Lawmakers: New background check bureau ‘designed to fail’
A number of lawmakers find fault with the administration’s proposal for a new federal bureau to oversee background checks of government employees and contractors, and members of the House Oversight Committee chastised federal officials Thursday about the project’s setup, organizational chart and proposed funding.
Acting Office of Personnel Management Director Beth Cobert, U.S. CIO Tony Scott, Defense Department CIO Terry Halvorsen, and Director of the National Counterintelligence and Security Center Bill Evanina told the committee that the four offices represented at Thursday’s hearing were all working diligently to create the policies and organizational protocols behind the National Background Investigations Bureau.
The NBIB, which will replace the Federal Investigations Service, was created after multiple breaches of OPM systems compromised the personal information on millions of current and former federal employees.
Committee members admonished the panel for everything from the $95 million allocated for the NBIB in President Barack Obama’s 2017 budget request to the unrelated question of why OPM hasn’t yet integrated social media audits into the background check process.
“I think we are headed for another disaster,” said Rep. John Mica, R-Fla. “This is designed to fail. We will be back here, the next Congress and 2017, and I guaran-damn-tee you, this will continue to be a disaster.”
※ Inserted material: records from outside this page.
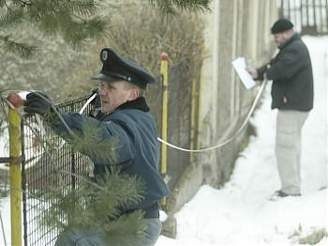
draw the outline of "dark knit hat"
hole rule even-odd
[[[290,20],[282,18],[277,20],[273,26],[271,27],[271,33],[276,34],[280,32],[287,31],[289,29],[292,29],[294,27],[293,23],[291,23]]]

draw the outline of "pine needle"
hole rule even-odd
[[[167,14],[176,14],[178,10],[205,11],[209,10],[211,0],[149,0]]]
[[[17,54],[24,59],[31,58],[34,52],[37,50],[37,47],[34,45],[28,45],[26,43],[16,42],[10,39],[9,35],[0,36],[0,40],[2,41],[4,49],[14,54]]]
[[[136,237],[144,236],[142,211],[120,214],[122,208],[135,207],[143,199],[140,179],[120,174],[117,168],[108,170],[95,185],[81,178],[75,190],[52,187],[42,194],[51,204],[40,217],[42,225],[59,231],[102,230],[109,245],[132,246]]]
[[[11,27],[13,25],[17,25],[22,22],[23,10],[22,9],[14,9],[5,12],[5,14],[0,15],[0,27]]]

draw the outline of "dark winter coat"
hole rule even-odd
[[[258,69],[259,78],[273,80],[272,109],[309,111],[313,108],[313,74],[307,47],[298,34],[279,47],[278,55]]]
[[[85,126],[97,129],[95,142],[113,140],[115,143],[115,163],[95,154],[89,146],[83,152],[94,162],[94,175],[101,177],[106,167],[119,165],[121,171],[131,176],[140,177],[145,184],[144,200],[136,207],[145,209],[156,206],[157,202],[168,195],[169,191],[159,173],[160,146],[157,141],[155,121],[143,97],[127,102],[113,113],[92,118],[78,113],[62,114],[67,125],[78,135],[83,135]],[[54,130],[66,139],[70,139],[61,121],[53,124]],[[158,211],[158,208],[157,208]],[[128,212],[128,211],[123,211]],[[151,216],[151,215],[150,215]]]

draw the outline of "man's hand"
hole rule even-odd
[[[98,88],[93,89],[91,91],[90,97],[93,96],[95,93],[97,94],[97,96],[95,97],[95,99],[93,99],[91,101],[91,105],[94,105],[95,108],[99,108],[101,106],[101,104],[100,104],[100,97],[99,97],[99,89]]]
[[[36,113],[41,116],[48,116],[51,110],[52,102],[46,94],[42,92],[31,92],[26,96],[25,108],[26,113]]]
[[[246,68],[246,71],[252,76],[253,79],[257,79],[259,77],[259,74],[255,68],[248,67]]]

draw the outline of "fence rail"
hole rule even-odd
[[[281,0],[280,17],[290,19],[301,34],[328,34],[328,0]]]

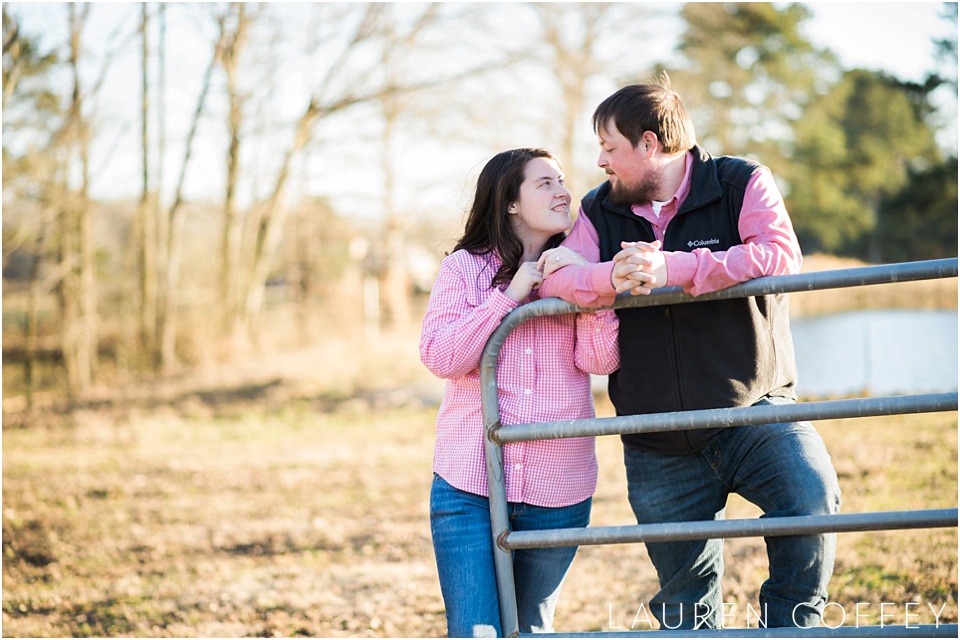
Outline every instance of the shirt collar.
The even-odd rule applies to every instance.
[[[683,156],[683,180],[680,181],[680,188],[673,194],[677,201],[677,209],[683,204],[690,194],[690,177],[693,175],[693,154],[687,151]]]

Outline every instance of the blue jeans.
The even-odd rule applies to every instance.
[[[781,403],[779,399],[758,404]],[[624,447],[630,506],[640,524],[722,519],[730,493],[762,517],[833,514],[840,487],[809,422],[730,427],[681,456]],[[770,576],[757,613],[767,627],[816,626],[827,602],[836,534],[766,538]],[[723,541],[647,544],[660,578],[650,601],[664,629],[719,628]]]
[[[508,503],[513,531],[585,527],[591,499],[570,507]],[[490,503],[434,475],[430,532],[451,638],[500,637],[500,606],[493,568]],[[576,547],[519,549],[513,553],[517,617],[522,633],[550,633],[553,614]]]

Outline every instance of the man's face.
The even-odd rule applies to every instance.
[[[629,206],[655,199],[661,179],[651,161],[649,143],[641,139],[634,148],[612,120],[600,129],[598,138],[597,166],[606,171],[610,180],[611,200]]]

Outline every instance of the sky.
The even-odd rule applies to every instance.
[[[808,37],[847,67],[882,69],[921,80],[932,67],[932,37],[944,33],[941,2],[813,2]],[[902,46],[905,41],[916,43]]]
[[[12,4],[12,3],[8,3]],[[103,4],[103,3],[101,3]],[[935,68],[934,45],[932,38],[943,37],[947,28],[939,14],[942,10],[942,3],[939,2],[812,2],[806,3],[813,13],[813,19],[807,24],[807,36],[814,44],[831,49],[838,55],[841,63],[847,67],[864,67],[874,70],[884,70],[888,73],[903,79],[920,81]],[[65,12],[62,7],[54,13],[51,11],[51,5],[47,4],[29,4],[24,5],[16,3],[18,13],[22,15],[24,29],[37,33],[38,31],[46,33],[51,41],[63,41],[63,34],[60,31],[64,27],[63,15]],[[117,3],[114,7],[121,7]],[[679,7],[679,3],[677,4]],[[101,7],[102,8],[102,7]],[[21,12],[22,10],[22,12]],[[94,12],[96,13],[96,12]],[[56,15],[57,18],[51,21],[50,16]],[[102,34],[104,41],[110,40],[109,33]],[[670,39],[669,34],[661,34],[665,39]],[[178,42],[177,46],[181,49],[188,46],[189,43]],[[196,68],[201,68],[206,64],[206,58],[209,53],[205,49],[197,49],[196,56],[203,60]],[[128,62],[128,63],[127,63]],[[129,69],[129,73],[138,74],[137,62],[133,59],[125,61],[122,65]],[[131,92],[130,87],[139,83],[138,77],[129,81],[117,83],[125,92],[125,100],[117,101],[116,104],[107,105],[106,112],[116,118],[135,119],[136,102],[129,103],[136,98],[135,91]],[[192,110],[195,92],[181,92],[185,104],[168,104],[170,112],[181,111],[189,113]],[[602,96],[601,96],[602,98]],[[171,98],[176,99],[176,94]],[[946,137],[952,140],[953,148],[956,148],[956,96],[950,96],[945,100],[952,104],[954,125],[951,130],[946,131]],[[129,104],[128,104],[129,103]],[[297,109],[302,105],[302,100],[290,100],[288,104],[293,108],[290,117],[294,118],[298,114]],[[132,114],[132,115],[127,115]],[[130,125],[135,129],[134,125]],[[171,131],[173,127],[171,127]],[[138,139],[135,132],[131,132],[128,127],[124,136],[125,140],[131,145],[137,145]],[[526,143],[527,141],[522,141]],[[519,145],[518,145],[519,146]],[[211,157],[215,157],[218,162],[222,153],[219,149],[198,150],[198,158],[203,157],[204,153],[209,151]],[[593,151],[587,149],[585,153]],[[99,181],[94,185],[94,197],[107,199],[126,197],[135,198],[138,196],[139,180],[137,172],[132,168],[139,166],[139,160],[136,159],[138,151],[131,147],[129,152],[121,156],[115,154],[118,160],[116,171],[109,172],[110,180]],[[476,155],[474,153],[474,155]],[[126,157],[124,161],[120,159]],[[171,157],[177,157],[171,154]],[[465,178],[469,172],[476,169],[482,158],[470,157],[463,160],[447,163],[449,165],[450,178],[445,176],[440,180],[443,185],[449,184],[449,189],[443,186],[439,191],[431,192],[435,194],[434,199],[427,206],[443,208],[459,208],[463,200],[463,190]],[[199,160],[198,160],[199,161]],[[592,157],[585,157],[584,162],[589,164]],[[407,162],[408,165],[422,167],[419,161]],[[328,173],[328,182],[317,186],[318,192],[323,193],[326,190],[336,192],[337,186],[343,183],[341,176]],[[420,171],[422,173],[422,170]],[[129,177],[128,177],[129,176]],[[453,177],[456,176],[456,177]],[[415,176],[413,176],[415,178]],[[172,182],[172,172],[168,180]],[[401,176],[401,184],[412,185],[411,191],[415,192],[412,197],[422,197],[424,188],[420,186],[415,179],[404,181]],[[209,180],[207,181],[209,184]],[[126,193],[118,193],[118,190],[125,190]],[[188,197],[196,196],[196,193],[188,194]],[[422,206],[416,202],[416,206]]]

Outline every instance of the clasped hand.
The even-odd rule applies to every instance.
[[[667,284],[667,263],[660,241],[621,242],[621,250],[613,256],[611,280],[617,293],[648,295]]]
[[[545,277],[557,269],[585,264],[587,261],[583,256],[567,247],[548,249],[537,262],[521,262],[504,293],[517,302],[523,302],[531,292],[540,288]]]

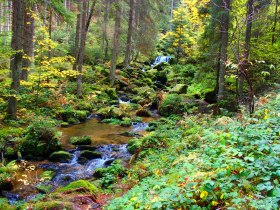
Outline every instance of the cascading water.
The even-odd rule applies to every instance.
[[[154,66],[156,66],[160,63],[164,63],[164,62],[168,63],[171,58],[172,58],[171,56],[158,56],[158,57],[156,57],[156,60],[154,61],[154,63],[151,65],[151,68],[153,68]]]

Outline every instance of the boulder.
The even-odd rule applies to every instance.
[[[49,159],[50,161],[54,161],[54,162],[67,163],[70,161],[71,156],[72,155],[69,152],[57,151],[57,152],[53,152],[50,155]]]

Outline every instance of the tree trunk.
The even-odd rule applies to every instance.
[[[253,93],[253,85],[250,80],[247,69],[249,67],[249,58],[250,58],[250,42],[251,42],[251,31],[252,31],[252,22],[253,22],[253,14],[254,14],[254,1],[247,1],[247,23],[246,23],[246,32],[245,32],[245,43],[244,43],[244,52],[243,59],[239,63],[239,84],[238,84],[238,96],[239,101],[241,101],[243,97],[243,83],[244,79],[248,83],[248,104],[250,113],[254,111],[254,93]]]
[[[87,2],[83,0],[82,2],[82,22],[81,22],[81,39],[80,39],[80,48],[78,52],[78,77],[77,77],[77,96],[82,96],[82,71],[83,71],[83,61],[84,61],[84,49],[86,43],[86,18],[87,18]]]
[[[21,79],[28,80],[28,71],[33,65],[34,59],[34,33],[35,33],[35,19],[32,13],[35,11],[35,5],[31,8],[25,8],[24,14],[24,36],[23,36],[23,53],[25,58],[22,61]]]
[[[49,39],[52,39],[52,16],[53,16],[53,12],[52,12],[52,8],[49,7]],[[51,47],[49,47],[49,52],[48,52],[48,56],[49,59],[52,57],[52,49]]]
[[[79,55],[79,47],[80,47],[80,39],[81,39],[81,23],[82,23],[82,15],[81,15],[81,0],[77,2],[78,4],[78,14],[77,14],[77,22],[76,22],[76,37],[75,37],[75,47],[73,55],[75,57],[75,62],[73,64],[73,70],[77,70],[77,62]]]
[[[227,61],[227,47],[228,47],[228,30],[230,21],[230,3],[231,0],[224,0],[221,8],[223,8],[221,16],[221,50],[220,50],[220,70],[219,70],[219,91],[218,101],[224,98],[225,89],[225,74],[226,74],[226,61]]]
[[[274,23],[273,23],[273,27],[272,27],[272,39],[271,39],[271,43],[274,44],[275,43],[275,31],[276,31],[276,26],[277,26],[277,13],[278,13],[278,0],[275,0],[275,13],[274,13]]]
[[[110,68],[110,85],[113,86],[116,77],[116,65],[120,42],[120,28],[121,28],[121,6],[119,0],[115,1],[116,4],[116,18],[115,18],[115,32],[113,39],[113,49],[112,49],[112,62]]]
[[[17,98],[20,85],[20,72],[22,68],[22,37],[24,25],[24,0],[13,0],[13,15],[12,15],[12,42],[11,48],[15,54],[11,56],[11,96],[8,98],[7,118],[16,120],[17,115]]]
[[[128,19],[126,51],[125,51],[125,59],[124,59],[124,66],[126,68],[128,67],[128,65],[129,65],[129,63],[131,61],[134,11],[135,11],[135,0],[130,0],[130,10],[129,10],[129,19]]]
[[[108,59],[108,51],[109,51],[109,39],[107,34],[107,26],[109,21],[109,8],[110,8],[110,0],[105,0],[105,11],[104,11],[104,26],[103,26],[103,49],[104,49],[104,59]]]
The NBIB would be housed inside OPM, but DOD would be responsible for standing up the bureau’s IT infrastructure. At the hearing, Halvorsen said he believes the NBIB would start operations in 2017, with the Defense Information Systems Agency responsible for providing the majority of the technology.
Rep. Steve Russell, R-Okla., took exception with this structure along with the amount of money the administration is requesting when the DOD is looking to make cuts in other areas.
“For $95 million, you could have 60,600 soldiers being paid,” Russell said. “We are weakening our country, we are weakening the Department of Defense and whomever might have a security clearance. I don’t think the solution is to take [funding] out of the top line of the Department of Defense.”
The technical details for the NBIB have yet to be determined, including what level of protection would be placed upon the bureau’s system. However, when asked by Rep. Gerry Connolly, D-Va., if the system would use the Department of Homeland Security’s Einstein system, Halvorsen would not commit to using the intrusion detection and protection tool.
“It will deploy the right set of sensors — it could be Einstein-equivalence or it could be better,” Halvorsen told Connolly. “This is a field that changes rapidly. There will not be a single system but an integrated layer of systems better integrated to stop attacks, and if they happen, it will quarantine them quickly.”
As to the policy that will dictate background checks, the panel also said they were working through reforms to security clearances methods via the Performance Accountability Council. However, Oversight Committee Chairman Rep. Jason Chaffetz, R-Utah, lambasted Evanina when he couldn’t explain why the government has no policy in place regarding the social media accounts of prospective employees.
“As we’re doing a background investigation, how could you not go look at their Facebook page, or their Twitter posts, or their Instagram, or Snapchat, or any of the other ones?” Chaffetz said. “Go hire a bunch of teenagers, and they’d do it better than we’re doing it. ISIS has figured it out — they know how to do it. But we don’t seem to do it.”
[Read More: More cash for new IT in 2017 federal budget plan]
Chaffetz also took exception to the state of IT spending across the entire federal government, saying the country has dumped $525 billion over the past seven years into agency systems that are still prone to attack. In response, Scott addressed the IT modernization fund, which would give spending incentives to agencies who look to move towards more modern infrastructure solutions.
The chairman called that proposal “hogwash.”
“To suggest we are just $3 billion from solving this problem is ridiculous,” Chaffetz said.